Distribution of virulence factors, determinants of antibiotic resistance and molecular fingerprinting of Salmonella species isolated from cattle and beef samples: suggestive evidence of animal-to-meat contamination

  • Beauty Sicelo Dlamini
  • Peter Kotsoana Montso
  • Ajay Kumar
  • Collins Njie Ateba
Research Article


In this study, three hundred presumptive Salmonella strains isolated from cattle faeces and raw beef samples were subjected to both preliminary and confirmatory tests specific for Salmonella. PCR assays revealed that 100%, 20% and 26.7% of the isolates were positive for 16S rRNA, fliC and fljB gene fragments, respectively. Large proportions (62.4 to 94.3%) of these isolates were multiple antibiotic resistant (MAR) strains that were resistant to three or more antibiotics belonging to different classes. MAR phenotypes Ab1, Ab2, Ab3, Ab7, Ab8, Ab9, Ab26 and Ab27 were dominant among the isolates. Cluster analysis of antibiotic inhibition zone diameter data revealed two major clusters (clusters 1 and 2), and each cluster contained two sub-clusters (1A, 1B, 2A and 2B). PCR data revealed that 27.1% and 30.7% of the isolates possessed the spvC and invA virulent genes, respectively. There was a significant correlation between the possession of MAR phenotypes and virulent gene determinants. Analysis of restriction fragment length polymorphism (RFLP) of 16S rRNA gene fragments using EcoRI and HaeIII showed that large proportions of isolates from beef and cattle faeces produced similar genetic fingerprints. From these results, it is suggested that Salmonella species in cattle are transmitted to beef and, therefore, the consumption of undercooked beef could pose severe health complications on consumers. These findings provide baseline data that could be of great epidemiological importance and, thus, the need to utilise more sensitive typing tools in determining the genetic relatedness of isolates from different sources.

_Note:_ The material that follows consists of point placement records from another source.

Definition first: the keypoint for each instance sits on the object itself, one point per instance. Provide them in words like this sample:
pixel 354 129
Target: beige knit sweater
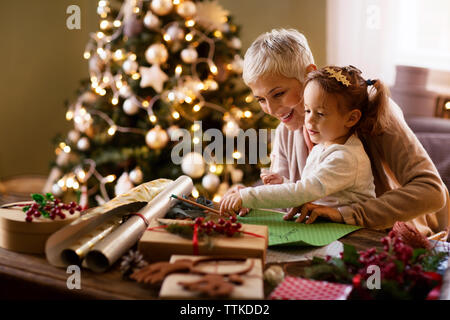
pixel 407 184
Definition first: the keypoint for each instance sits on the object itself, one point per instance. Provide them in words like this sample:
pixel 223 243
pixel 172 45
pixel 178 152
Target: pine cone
pixel 411 236
pixel 131 262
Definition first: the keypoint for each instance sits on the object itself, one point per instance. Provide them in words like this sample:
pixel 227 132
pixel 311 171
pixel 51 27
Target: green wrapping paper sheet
pixel 283 232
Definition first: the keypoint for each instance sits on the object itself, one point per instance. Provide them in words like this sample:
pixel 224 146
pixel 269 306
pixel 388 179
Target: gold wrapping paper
pixel 71 244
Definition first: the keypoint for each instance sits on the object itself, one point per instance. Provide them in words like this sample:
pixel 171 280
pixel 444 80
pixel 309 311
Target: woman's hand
pixel 271 178
pixel 314 211
pixel 231 203
pixel 236 188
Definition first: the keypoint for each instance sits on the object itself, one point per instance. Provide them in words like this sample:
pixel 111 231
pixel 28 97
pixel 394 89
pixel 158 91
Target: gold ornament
pixel 157 138
pixel 153 77
pixel 156 54
pixel 187 9
pixel 211 16
pixel 151 21
pixel 189 55
pixel 161 7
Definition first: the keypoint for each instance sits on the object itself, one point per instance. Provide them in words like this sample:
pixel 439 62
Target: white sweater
pixel 334 176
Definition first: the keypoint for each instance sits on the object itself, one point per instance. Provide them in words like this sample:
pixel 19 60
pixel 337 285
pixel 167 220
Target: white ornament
pixel 161 7
pixel 210 15
pixel 130 106
pixel 175 33
pixel 211 84
pixel 56 190
pixel 83 144
pixel 223 188
pixel 62 159
pixel 236 43
pixel 211 182
pixel 193 165
pixel 73 136
pixel 96 65
pixel 102 10
pixel 130 66
pixel 153 77
pixel 238 64
pixel 151 21
pixel 174 132
pixel 231 129
pixel 89 97
pixel 237 175
pixel 156 54
pixel 123 184
pixel 82 119
pixel 136 175
pixel 157 138
pixel 125 91
pixel 187 9
pixel 189 55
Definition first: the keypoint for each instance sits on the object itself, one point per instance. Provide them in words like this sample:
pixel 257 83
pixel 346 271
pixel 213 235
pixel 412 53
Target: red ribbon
pixel 195 240
pixel 141 216
pixel 195 248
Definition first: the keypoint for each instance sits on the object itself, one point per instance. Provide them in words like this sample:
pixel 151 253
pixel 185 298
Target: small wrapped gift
pixel 158 244
pixel 293 288
pixel 236 279
pixel 17 234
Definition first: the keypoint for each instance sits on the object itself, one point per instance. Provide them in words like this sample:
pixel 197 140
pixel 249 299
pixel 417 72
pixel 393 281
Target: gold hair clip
pixel 338 76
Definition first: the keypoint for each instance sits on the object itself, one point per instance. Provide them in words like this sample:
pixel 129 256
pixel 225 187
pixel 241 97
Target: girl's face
pixel 282 98
pixel 323 120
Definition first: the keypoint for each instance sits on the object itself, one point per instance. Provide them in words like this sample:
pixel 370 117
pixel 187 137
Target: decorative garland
pixel 48 207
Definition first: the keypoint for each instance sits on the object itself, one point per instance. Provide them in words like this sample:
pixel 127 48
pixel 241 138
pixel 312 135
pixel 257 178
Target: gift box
pixel 252 286
pixel 28 237
pixel 157 244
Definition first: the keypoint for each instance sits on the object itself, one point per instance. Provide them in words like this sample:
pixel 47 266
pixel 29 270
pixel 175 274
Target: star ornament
pixel 338 76
pixel 153 77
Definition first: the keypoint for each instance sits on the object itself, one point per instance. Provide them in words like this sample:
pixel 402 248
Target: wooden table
pixel 26 276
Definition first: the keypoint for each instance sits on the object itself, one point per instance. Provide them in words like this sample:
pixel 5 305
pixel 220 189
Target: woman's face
pixel 282 98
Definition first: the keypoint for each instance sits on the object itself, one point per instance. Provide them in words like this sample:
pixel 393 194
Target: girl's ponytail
pixel 371 97
pixel 375 115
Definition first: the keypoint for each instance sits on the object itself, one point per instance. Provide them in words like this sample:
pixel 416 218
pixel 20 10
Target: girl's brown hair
pixel 373 104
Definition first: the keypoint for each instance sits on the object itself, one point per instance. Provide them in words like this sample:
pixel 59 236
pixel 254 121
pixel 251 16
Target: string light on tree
pixel 177 60
pixel 157 138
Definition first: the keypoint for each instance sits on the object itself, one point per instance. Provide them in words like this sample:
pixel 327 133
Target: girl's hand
pixel 314 211
pixel 271 178
pixel 231 203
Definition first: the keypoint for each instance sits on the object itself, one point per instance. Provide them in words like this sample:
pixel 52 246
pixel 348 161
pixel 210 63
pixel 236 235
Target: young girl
pixel 338 106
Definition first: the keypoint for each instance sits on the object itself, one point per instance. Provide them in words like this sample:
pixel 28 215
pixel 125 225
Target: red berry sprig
pixel 49 207
pixel 227 227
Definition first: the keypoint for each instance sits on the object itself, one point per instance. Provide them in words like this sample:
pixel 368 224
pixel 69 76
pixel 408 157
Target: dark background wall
pixel 42 65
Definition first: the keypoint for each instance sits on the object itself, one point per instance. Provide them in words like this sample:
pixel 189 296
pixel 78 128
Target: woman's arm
pixel 337 172
pixel 279 163
pixel 421 189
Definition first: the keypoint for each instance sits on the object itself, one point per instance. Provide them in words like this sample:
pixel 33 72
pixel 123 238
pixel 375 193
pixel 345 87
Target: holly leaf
pixel 417 253
pixel 44 213
pixel 351 256
pixel 50 196
pixel 38 198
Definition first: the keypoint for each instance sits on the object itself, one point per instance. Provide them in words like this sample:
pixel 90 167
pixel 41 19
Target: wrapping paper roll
pixel 107 251
pixel 99 231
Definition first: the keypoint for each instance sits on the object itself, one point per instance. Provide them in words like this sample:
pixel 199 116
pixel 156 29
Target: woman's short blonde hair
pixel 282 52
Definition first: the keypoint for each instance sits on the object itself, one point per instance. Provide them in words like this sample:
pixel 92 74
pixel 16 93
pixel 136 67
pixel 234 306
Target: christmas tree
pixel 157 67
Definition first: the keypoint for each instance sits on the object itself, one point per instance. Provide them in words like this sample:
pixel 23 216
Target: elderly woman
pixel 407 184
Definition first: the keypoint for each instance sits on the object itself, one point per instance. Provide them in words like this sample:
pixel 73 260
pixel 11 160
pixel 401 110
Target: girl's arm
pixel 337 172
pixel 421 190
pixel 279 163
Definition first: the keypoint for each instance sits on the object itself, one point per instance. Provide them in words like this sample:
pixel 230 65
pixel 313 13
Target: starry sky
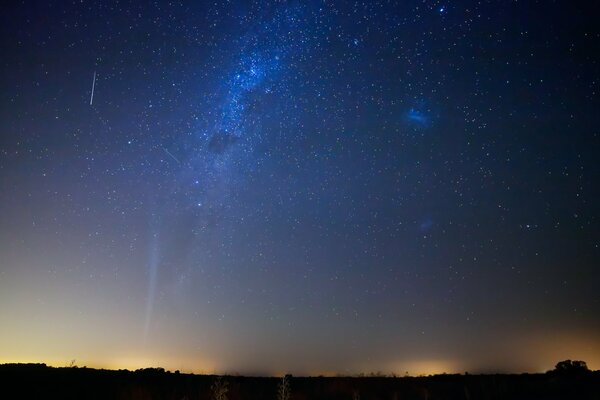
pixel 312 187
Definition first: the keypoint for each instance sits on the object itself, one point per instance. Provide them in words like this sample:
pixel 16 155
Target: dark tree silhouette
pixel 571 367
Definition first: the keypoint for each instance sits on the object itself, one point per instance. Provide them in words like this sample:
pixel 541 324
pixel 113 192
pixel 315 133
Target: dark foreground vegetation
pixel 37 381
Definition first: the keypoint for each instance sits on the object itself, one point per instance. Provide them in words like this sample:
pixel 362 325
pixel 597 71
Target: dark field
pixel 37 381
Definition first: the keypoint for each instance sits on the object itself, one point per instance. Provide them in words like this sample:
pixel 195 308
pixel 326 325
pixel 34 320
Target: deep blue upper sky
pixel 300 186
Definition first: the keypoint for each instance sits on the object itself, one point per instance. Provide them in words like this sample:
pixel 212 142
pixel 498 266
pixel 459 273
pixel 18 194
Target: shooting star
pixel 172 156
pixel 93 86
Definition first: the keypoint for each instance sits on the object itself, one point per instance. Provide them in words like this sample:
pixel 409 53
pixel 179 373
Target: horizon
pixel 371 374
pixel 300 186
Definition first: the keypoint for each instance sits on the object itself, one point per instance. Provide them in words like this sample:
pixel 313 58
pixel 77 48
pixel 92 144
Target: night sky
pixel 312 187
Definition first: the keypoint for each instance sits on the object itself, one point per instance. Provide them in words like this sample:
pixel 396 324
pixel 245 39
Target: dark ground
pixel 37 381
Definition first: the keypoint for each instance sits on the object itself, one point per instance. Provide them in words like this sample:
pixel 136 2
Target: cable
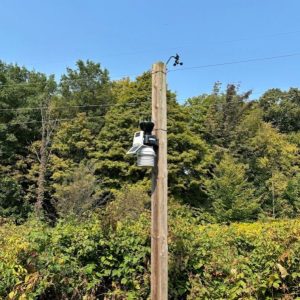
pixel 73 106
pixel 236 62
pixel 172 70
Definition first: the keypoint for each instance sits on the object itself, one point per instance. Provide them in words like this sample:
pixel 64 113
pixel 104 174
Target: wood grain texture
pixel 159 229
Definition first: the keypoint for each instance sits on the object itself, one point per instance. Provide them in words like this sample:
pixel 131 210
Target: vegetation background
pixel 74 208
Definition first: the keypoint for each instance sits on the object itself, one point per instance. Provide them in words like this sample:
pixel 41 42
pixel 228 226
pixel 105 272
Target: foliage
pixel 81 260
pixel 233 197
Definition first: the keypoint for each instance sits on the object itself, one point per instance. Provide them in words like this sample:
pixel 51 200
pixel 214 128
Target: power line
pixel 249 60
pixel 48 121
pixel 236 62
pixel 73 106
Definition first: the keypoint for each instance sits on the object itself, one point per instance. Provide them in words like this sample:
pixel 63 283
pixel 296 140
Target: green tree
pixel 282 109
pixel 233 197
pixel 186 152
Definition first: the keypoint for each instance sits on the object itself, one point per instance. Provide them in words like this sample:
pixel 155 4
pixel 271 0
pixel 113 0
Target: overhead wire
pixel 73 106
pixel 236 62
pixel 249 60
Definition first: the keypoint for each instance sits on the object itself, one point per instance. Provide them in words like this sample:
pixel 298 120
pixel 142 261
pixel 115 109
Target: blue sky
pixel 127 36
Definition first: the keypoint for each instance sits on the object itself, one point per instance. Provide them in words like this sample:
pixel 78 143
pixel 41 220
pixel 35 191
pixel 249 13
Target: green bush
pixel 83 261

Antibiotic resistance 16S rRNA gene fljB gene fliC gene RFLP Salmonella Virulence genes (spvC and invA) 



This study was supported by the North-West University, Mafikeng Campus, South Africa. We are grateful to the National Research Foundation for the postgraduate bursary that was awarded to Mr. SB Dlamini. We also wish to thank Mr. BJ Morapedi for his assistance during the collection of samples.

Compliance with ethical standards

Application for ethical clearance for this study was requested and obtained from the Mafikeng Animal Research Ethics Committee (MAREC), North-West University, and ethics approval with ID (NWU-00066-15-S9) was granted for the research to be conducted.

Conflict of interest

The authors declare that they have no conflict of interest.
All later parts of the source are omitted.